McKernan, for his part, called the Vanguard deal a “good step in the right direction,” saying the pact “adds specificity as to what it means to be a passive investor in FDIC-supervised banks or their holding companies.”
“More importantly,” he said Dec. 27, it “enhances the FDIC’s ability to monitor and confirm that passivity.”
“It will be critically important that the FDIC periodically assess how Vanguard’s front-line business units, independent risk function and internal audit function monitor, test and audit its compliance with its related policies and procedures,” he said.
Vanguard last week said it “is built around passive investing and has long been committed to working constructively with policymakers to ensure that passive means passive.”
“This agreement with the FDIC is another example and recognition of that ongoing commitment,” the asset manager said.
Chopra on Monday, in reference to the Vanguard deal and its potential effect on competitors, said, “We know that chief executive officers and board members of large companies carefully watch the policy pronouncements of these mega-owners."

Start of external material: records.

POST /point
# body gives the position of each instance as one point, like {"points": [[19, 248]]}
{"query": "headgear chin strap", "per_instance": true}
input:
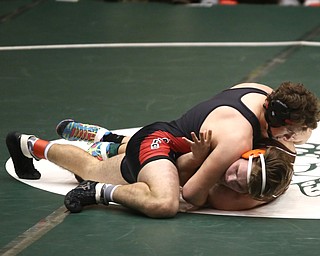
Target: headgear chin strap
{"points": [[277, 113], [253, 154]]}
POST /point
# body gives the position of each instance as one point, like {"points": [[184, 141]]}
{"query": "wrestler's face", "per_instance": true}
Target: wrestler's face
{"points": [[296, 135], [235, 177]]}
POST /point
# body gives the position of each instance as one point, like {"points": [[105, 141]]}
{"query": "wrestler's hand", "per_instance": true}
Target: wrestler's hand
{"points": [[201, 147]]}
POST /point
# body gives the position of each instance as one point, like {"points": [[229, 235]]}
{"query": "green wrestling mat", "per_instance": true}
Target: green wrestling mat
{"points": [[123, 87]]}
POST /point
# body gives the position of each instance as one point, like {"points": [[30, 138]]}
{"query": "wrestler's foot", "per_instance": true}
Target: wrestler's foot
{"points": [[23, 165], [71, 130], [86, 193]]}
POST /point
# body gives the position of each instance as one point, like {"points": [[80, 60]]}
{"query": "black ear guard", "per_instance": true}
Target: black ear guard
{"points": [[277, 113]]}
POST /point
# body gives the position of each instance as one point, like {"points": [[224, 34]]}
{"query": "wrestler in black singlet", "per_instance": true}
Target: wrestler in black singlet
{"points": [[162, 140]]}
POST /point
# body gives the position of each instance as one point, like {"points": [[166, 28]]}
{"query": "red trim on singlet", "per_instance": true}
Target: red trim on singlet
{"points": [[161, 143]]}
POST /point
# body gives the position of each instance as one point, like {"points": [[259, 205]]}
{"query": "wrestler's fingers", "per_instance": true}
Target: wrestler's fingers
{"points": [[187, 140], [195, 138]]}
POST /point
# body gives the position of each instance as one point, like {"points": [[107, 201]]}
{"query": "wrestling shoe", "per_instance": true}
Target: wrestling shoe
{"points": [[23, 165], [71, 130], [84, 194]]}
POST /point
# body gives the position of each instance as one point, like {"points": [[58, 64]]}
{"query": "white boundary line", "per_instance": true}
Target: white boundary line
{"points": [[159, 45]]}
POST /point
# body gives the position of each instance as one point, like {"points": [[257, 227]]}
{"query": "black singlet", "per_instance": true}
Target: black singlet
{"points": [[194, 118], [140, 149]]}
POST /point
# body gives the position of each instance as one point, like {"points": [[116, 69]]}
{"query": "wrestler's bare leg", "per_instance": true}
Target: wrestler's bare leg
{"points": [[86, 166]]}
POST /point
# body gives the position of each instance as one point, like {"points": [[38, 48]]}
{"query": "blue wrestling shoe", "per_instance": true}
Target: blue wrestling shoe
{"points": [[71, 130], [84, 194], [23, 165]]}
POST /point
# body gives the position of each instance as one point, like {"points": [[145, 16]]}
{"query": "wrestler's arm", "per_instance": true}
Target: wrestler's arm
{"points": [[228, 150], [188, 163], [223, 198]]}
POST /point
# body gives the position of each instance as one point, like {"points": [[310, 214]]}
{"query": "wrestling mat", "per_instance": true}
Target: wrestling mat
{"points": [[302, 199]]}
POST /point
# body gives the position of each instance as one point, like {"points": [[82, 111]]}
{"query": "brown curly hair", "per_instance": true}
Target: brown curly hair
{"points": [[303, 104], [279, 171]]}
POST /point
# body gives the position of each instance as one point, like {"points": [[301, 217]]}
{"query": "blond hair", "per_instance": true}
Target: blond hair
{"points": [[279, 171]]}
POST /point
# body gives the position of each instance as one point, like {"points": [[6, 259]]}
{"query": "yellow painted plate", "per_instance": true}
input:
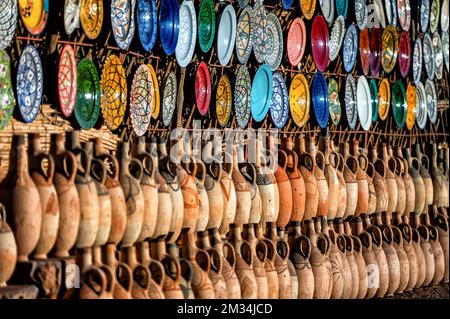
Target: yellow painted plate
{"points": [[299, 100]]}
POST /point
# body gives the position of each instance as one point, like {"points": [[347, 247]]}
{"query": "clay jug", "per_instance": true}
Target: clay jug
{"points": [[8, 249]]}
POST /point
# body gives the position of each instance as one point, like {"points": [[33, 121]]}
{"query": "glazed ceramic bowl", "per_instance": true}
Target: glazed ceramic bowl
{"points": [[296, 41], [299, 100], [226, 35], [319, 43]]}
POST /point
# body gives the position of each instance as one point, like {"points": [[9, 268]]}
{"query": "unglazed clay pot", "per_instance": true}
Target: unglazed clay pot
{"points": [[43, 179], [8, 249], [133, 194]]}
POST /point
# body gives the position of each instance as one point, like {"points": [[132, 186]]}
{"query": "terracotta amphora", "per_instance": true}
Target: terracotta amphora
{"points": [[8, 249]]}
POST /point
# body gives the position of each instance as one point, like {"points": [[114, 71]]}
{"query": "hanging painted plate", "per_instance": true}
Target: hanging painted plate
{"points": [[384, 99], [389, 48], [203, 88], [431, 95], [375, 50], [87, 107], [91, 17], [141, 97], [244, 35], [274, 44], [279, 106], [262, 87], [428, 56], [7, 100], [188, 37], [226, 37], [147, 23], [411, 104], [169, 25], [71, 15], [113, 84], [350, 49], [351, 111], [417, 60], [34, 14], [404, 54], [296, 41], [223, 100], [206, 25], [259, 34], [122, 22], [29, 84], [242, 96], [321, 103], [421, 106], [319, 43], [67, 80], [335, 104], [8, 22], [169, 98], [299, 100]]}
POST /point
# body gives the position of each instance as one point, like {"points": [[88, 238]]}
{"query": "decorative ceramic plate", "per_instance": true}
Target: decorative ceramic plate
{"points": [[336, 37], [141, 96], [7, 101], [411, 104], [361, 13], [351, 111], [364, 50], [375, 50], [308, 7], [169, 25], [188, 35], [335, 104], [299, 100], [206, 25], [203, 88], [259, 32], [29, 84], [226, 37], [169, 98], [223, 100], [321, 103], [389, 48], [67, 80], [374, 99], [242, 96], [350, 49], [274, 44], [319, 43], [404, 54], [279, 106], [87, 107], [399, 107], [71, 15], [431, 95], [428, 56], [262, 88], [421, 106], [156, 100], [91, 17], [8, 22], [147, 23], [404, 14], [296, 41], [244, 35], [384, 99], [34, 14], [113, 84], [438, 56], [417, 60]]}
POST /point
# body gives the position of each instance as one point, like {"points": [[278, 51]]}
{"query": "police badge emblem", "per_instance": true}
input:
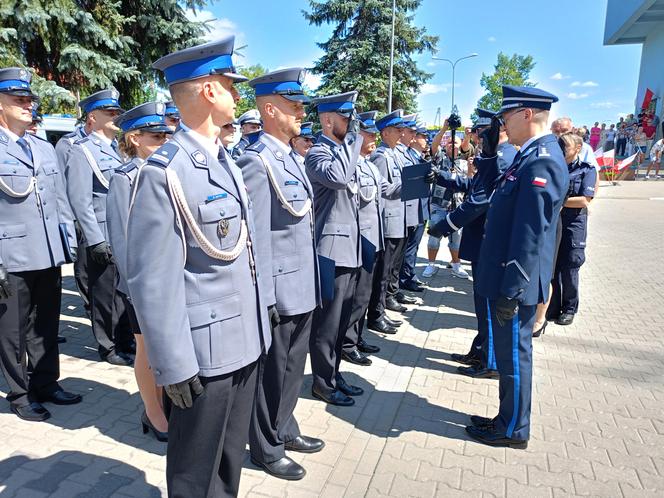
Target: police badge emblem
{"points": [[222, 228]]}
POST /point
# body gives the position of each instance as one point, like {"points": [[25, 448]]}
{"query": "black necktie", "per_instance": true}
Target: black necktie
{"points": [[25, 146]]}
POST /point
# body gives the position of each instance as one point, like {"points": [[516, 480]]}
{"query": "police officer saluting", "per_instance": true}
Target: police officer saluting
{"points": [[331, 166], [36, 237], [282, 198], [193, 281], [91, 163], [516, 257]]}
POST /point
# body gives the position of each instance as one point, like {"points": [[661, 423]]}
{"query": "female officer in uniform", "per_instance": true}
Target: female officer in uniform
{"points": [[574, 218]]}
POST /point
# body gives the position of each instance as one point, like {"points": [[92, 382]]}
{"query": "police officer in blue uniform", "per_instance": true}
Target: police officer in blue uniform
{"points": [[574, 217], [283, 210], [470, 215], [516, 255], [90, 164], [36, 237], [331, 165], [194, 280]]}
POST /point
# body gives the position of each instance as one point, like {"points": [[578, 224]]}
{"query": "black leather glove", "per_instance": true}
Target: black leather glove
{"points": [[506, 309], [101, 253], [353, 123], [183, 393], [490, 138], [5, 289], [275, 319]]}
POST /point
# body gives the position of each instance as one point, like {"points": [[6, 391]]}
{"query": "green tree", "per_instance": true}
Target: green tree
{"points": [[76, 47], [514, 70], [248, 97], [357, 55]]}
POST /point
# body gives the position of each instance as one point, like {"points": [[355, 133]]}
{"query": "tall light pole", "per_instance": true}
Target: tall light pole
{"points": [[453, 70], [389, 88]]}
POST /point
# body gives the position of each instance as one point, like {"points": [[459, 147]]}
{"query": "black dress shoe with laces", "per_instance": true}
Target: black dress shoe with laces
{"points": [[305, 444], [60, 397], [466, 359], [32, 412], [477, 372], [382, 327], [347, 389], [367, 348], [334, 398], [284, 468], [356, 357], [487, 434], [404, 299], [393, 305]]}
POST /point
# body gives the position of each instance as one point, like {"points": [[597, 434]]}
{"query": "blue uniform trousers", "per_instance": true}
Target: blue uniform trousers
{"points": [[407, 272], [514, 353]]}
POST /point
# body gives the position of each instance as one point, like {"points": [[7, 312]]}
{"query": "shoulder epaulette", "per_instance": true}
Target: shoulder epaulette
{"points": [[164, 154]]}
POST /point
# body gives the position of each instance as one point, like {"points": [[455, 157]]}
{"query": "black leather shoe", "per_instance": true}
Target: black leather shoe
{"points": [[466, 359], [411, 286], [488, 435], [382, 327], [33, 412], [392, 323], [284, 468], [477, 372], [393, 305], [347, 389], [60, 397], [404, 299], [478, 421], [120, 359], [367, 348], [565, 319], [305, 444], [334, 398], [356, 357]]}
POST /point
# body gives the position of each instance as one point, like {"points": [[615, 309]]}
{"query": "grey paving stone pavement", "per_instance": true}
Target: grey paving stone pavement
{"points": [[598, 402]]}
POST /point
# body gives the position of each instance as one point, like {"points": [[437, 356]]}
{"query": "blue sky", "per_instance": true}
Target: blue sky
{"points": [[594, 82]]}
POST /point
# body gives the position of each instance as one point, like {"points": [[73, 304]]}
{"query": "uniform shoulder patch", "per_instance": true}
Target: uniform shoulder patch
{"points": [[164, 154]]}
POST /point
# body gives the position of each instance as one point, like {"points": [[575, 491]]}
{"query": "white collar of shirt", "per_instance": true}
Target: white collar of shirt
{"points": [[529, 142], [10, 134], [210, 145], [286, 149], [102, 137]]}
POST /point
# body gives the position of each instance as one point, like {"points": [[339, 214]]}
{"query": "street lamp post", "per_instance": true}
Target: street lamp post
{"points": [[454, 69]]}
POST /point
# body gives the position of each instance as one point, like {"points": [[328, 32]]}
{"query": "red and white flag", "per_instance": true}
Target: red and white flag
{"points": [[625, 162]]}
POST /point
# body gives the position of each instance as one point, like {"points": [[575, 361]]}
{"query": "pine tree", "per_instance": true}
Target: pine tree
{"points": [[357, 55], [514, 70], [76, 47]]}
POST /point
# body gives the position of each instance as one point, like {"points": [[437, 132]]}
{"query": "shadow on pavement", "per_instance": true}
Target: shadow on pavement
{"points": [[73, 474]]}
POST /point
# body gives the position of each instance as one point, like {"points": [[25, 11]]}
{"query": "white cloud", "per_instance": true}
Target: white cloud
{"points": [[585, 84], [559, 76], [603, 105]]}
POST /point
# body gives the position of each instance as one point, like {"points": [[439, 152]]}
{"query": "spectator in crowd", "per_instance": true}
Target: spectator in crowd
{"points": [[656, 155], [595, 135]]}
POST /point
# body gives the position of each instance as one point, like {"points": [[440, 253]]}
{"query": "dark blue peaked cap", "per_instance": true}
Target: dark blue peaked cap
{"points": [[199, 61], [368, 121], [343, 103], [306, 130], [145, 117], [515, 97], [392, 119], [103, 99], [284, 82], [16, 81]]}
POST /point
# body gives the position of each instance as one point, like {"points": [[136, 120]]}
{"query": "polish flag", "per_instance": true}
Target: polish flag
{"points": [[625, 162]]}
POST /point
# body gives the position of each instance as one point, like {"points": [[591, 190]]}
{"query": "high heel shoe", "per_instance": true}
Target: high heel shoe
{"points": [[148, 427], [541, 330]]}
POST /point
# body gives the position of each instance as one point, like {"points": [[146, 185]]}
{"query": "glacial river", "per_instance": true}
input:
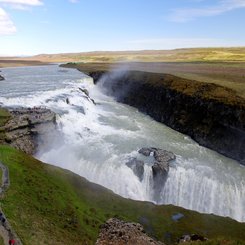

"If a large asset manager is truly passive as it claims, it should have no problem complying," Chopra added.
BlackRock and the FDIC declined to comment on the matter this week.
"BlackRock does not exercise control over FDIC-supervised institutions, nor does it seek to," Benjamin Tecmire, the asset manager’s head of regulatory affairs, said in the October letter.
Among the influences the FDIC is looking to curtail with its passivity agreement is any potential attempt by investors to steer banks away from financing projects tied to fossil fuels.
The FDIC did not specify what consequences BlackRock may face if it doesn’t meet the Jan. 10 deadline. BlackRock owns a stake of more than 10% in 39 community and regional banks in the U.S., according to Reuters.
McKernan on Dec. 27 cited a “growing body of academic work and other evidence raising doubt about whether … index fund complexes are truly passive.” That reiterates concerns the FDIC board member raised in January 2024 and repeatedly thereafter.
Chopra issued a proposal to allow the FDIC to review buy-ups of bank shares by asset managers.
"The FDIC's existing rules include an odd provision that, in practice, eliminates the agency's review of changes in control for many covered transactions," he said. "It is highly inappropriate for the FDIC to abdicate the responsibility Congress entrusted to us to safeguard the ownership and control of the banks we supervise."
Another FDIC board member – Michael Hsu, the OCC’s acting chief – said the regulator needed more information before making changes to passivity agreements.
“The distinctions between proxy voting, stewardship, and control can be blurry," Hsu said in April, according to American Banker. "Opinions differ as to the impact and effectiveness of passivity mechanisms, such as mirror voting and choice voting."